I want to split my input string based on capital letter but with 2 exceptions. Exception1: Dont split the caps letter if letter is preceded by space or " ’ "(Euris/d’Investissements). Exception 2.:Dont split if letter is immediately succeeded by another Caps or “.” (S.A.S / SARIS)
This is my sample input text :
“Fonciere EurisCarpinienne De ParticipationEuris Cie Europeenne d’InvestissementsMiramont Finance et Distribution SASociété EurismaSociété SARIS S.A.S.”
Judging by the rules you presented, I would say that you need to do a split every time you have a lowercase letter followed by an uppercase one.
Fonciere EurisCarpinienne De ParticipationEuris Cie Europeenne d’InvestissementsMiramont Finance et DistributionSASociété EurismaSociété SARIS S.A.S.

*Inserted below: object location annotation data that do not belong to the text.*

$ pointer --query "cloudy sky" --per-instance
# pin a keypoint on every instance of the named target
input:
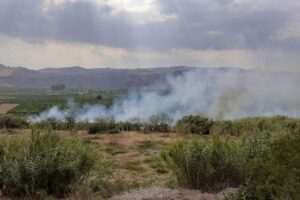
(150, 33)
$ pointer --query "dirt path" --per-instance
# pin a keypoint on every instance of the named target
(157, 193)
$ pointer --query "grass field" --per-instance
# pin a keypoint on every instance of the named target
(252, 158)
(35, 101)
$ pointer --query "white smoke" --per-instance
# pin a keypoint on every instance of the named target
(219, 94)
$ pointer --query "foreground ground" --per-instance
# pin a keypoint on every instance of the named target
(138, 162)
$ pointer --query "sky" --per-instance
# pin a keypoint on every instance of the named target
(262, 34)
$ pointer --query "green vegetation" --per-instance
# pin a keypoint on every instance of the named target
(194, 124)
(34, 102)
(12, 122)
(276, 174)
(46, 164)
(207, 166)
(264, 165)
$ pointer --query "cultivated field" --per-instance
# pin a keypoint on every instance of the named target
(5, 107)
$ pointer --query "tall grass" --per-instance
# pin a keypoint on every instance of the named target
(45, 163)
(264, 165)
(208, 166)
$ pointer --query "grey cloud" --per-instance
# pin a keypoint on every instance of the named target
(87, 22)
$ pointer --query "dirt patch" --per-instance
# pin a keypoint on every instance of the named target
(4, 108)
(157, 193)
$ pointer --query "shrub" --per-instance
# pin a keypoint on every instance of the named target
(113, 131)
(11, 122)
(276, 175)
(255, 124)
(203, 165)
(45, 163)
(194, 124)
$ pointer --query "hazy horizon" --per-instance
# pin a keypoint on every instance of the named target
(262, 34)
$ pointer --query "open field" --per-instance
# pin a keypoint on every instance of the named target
(36, 101)
(193, 158)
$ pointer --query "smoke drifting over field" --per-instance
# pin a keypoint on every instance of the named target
(219, 94)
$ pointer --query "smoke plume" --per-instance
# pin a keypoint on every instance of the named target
(216, 93)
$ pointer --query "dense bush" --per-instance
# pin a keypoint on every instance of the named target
(11, 122)
(194, 124)
(255, 124)
(44, 164)
(276, 174)
(264, 165)
(199, 164)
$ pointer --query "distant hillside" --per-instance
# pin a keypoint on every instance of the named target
(78, 77)
(97, 78)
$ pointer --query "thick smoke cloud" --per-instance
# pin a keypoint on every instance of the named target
(219, 94)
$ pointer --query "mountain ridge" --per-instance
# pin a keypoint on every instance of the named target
(96, 78)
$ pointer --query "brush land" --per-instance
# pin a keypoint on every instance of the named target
(195, 158)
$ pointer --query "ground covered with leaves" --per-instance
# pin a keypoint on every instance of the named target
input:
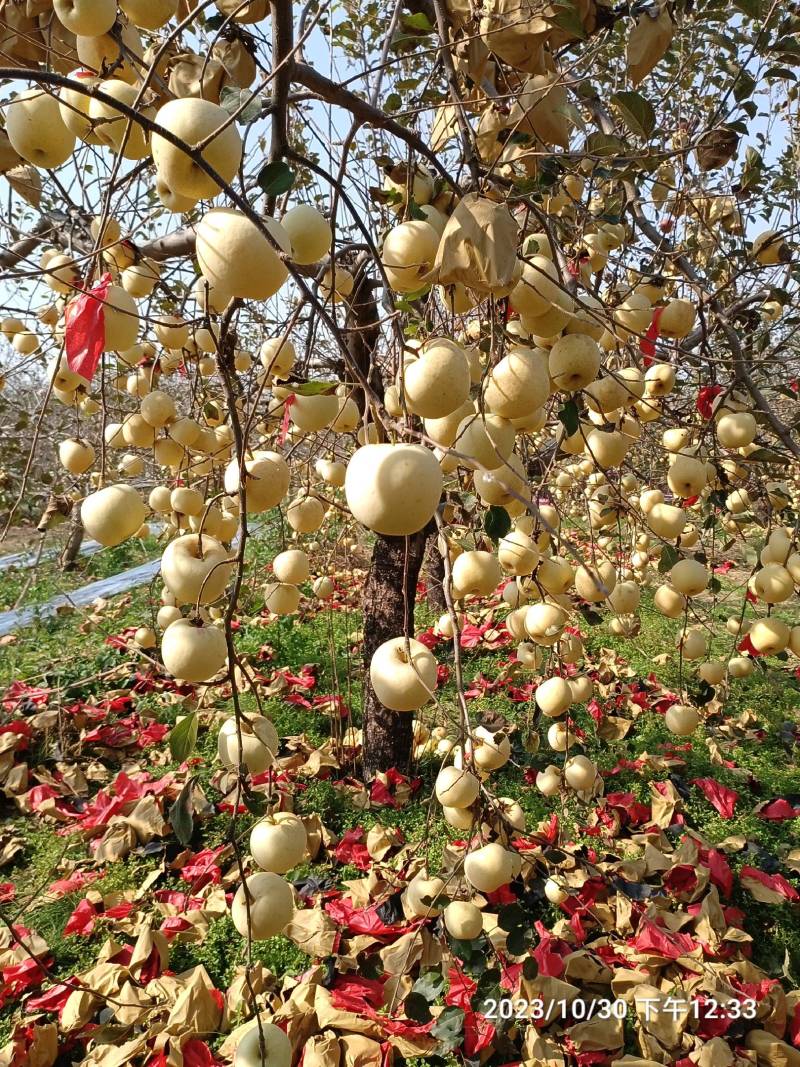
(677, 941)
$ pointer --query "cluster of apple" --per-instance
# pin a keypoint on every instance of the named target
(264, 904)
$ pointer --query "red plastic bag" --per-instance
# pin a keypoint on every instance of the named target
(84, 334)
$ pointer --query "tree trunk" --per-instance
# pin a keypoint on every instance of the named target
(434, 574)
(70, 550)
(388, 611)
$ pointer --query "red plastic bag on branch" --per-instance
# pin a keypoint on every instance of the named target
(84, 334)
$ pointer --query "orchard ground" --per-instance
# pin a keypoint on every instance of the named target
(750, 746)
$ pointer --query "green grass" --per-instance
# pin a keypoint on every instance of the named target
(326, 640)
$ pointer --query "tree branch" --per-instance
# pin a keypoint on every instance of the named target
(361, 109)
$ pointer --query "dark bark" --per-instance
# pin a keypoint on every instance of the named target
(388, 611)
(363, 331)
(434, 574)
(70, 550)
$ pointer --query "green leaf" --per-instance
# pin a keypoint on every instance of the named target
(184, 737)
(313, 388)
(669, 557)
(430, 985)
(635, 111)
(497, 522)
(180, 814)
(233, 99)
(605, 144)
(750, 8)
(276, 178)
(418, 21)
(566, 17)
(449, 1029)
(416, 1008)
(569, 417)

I used RegEx ([a-z][A-Z] for English, [a-z,àâäèéêëîïôœùûüÿç][A-Z,ÀÂÄÈÉÊËÎÏÔŒÙÛÜŸÇ] for French) to find these occurrences. Next, I am adding a separator character between these two letters (e.g. pipe character). Last step is to split the string by the separator, after which I am left with the individual tokens in an array of strings.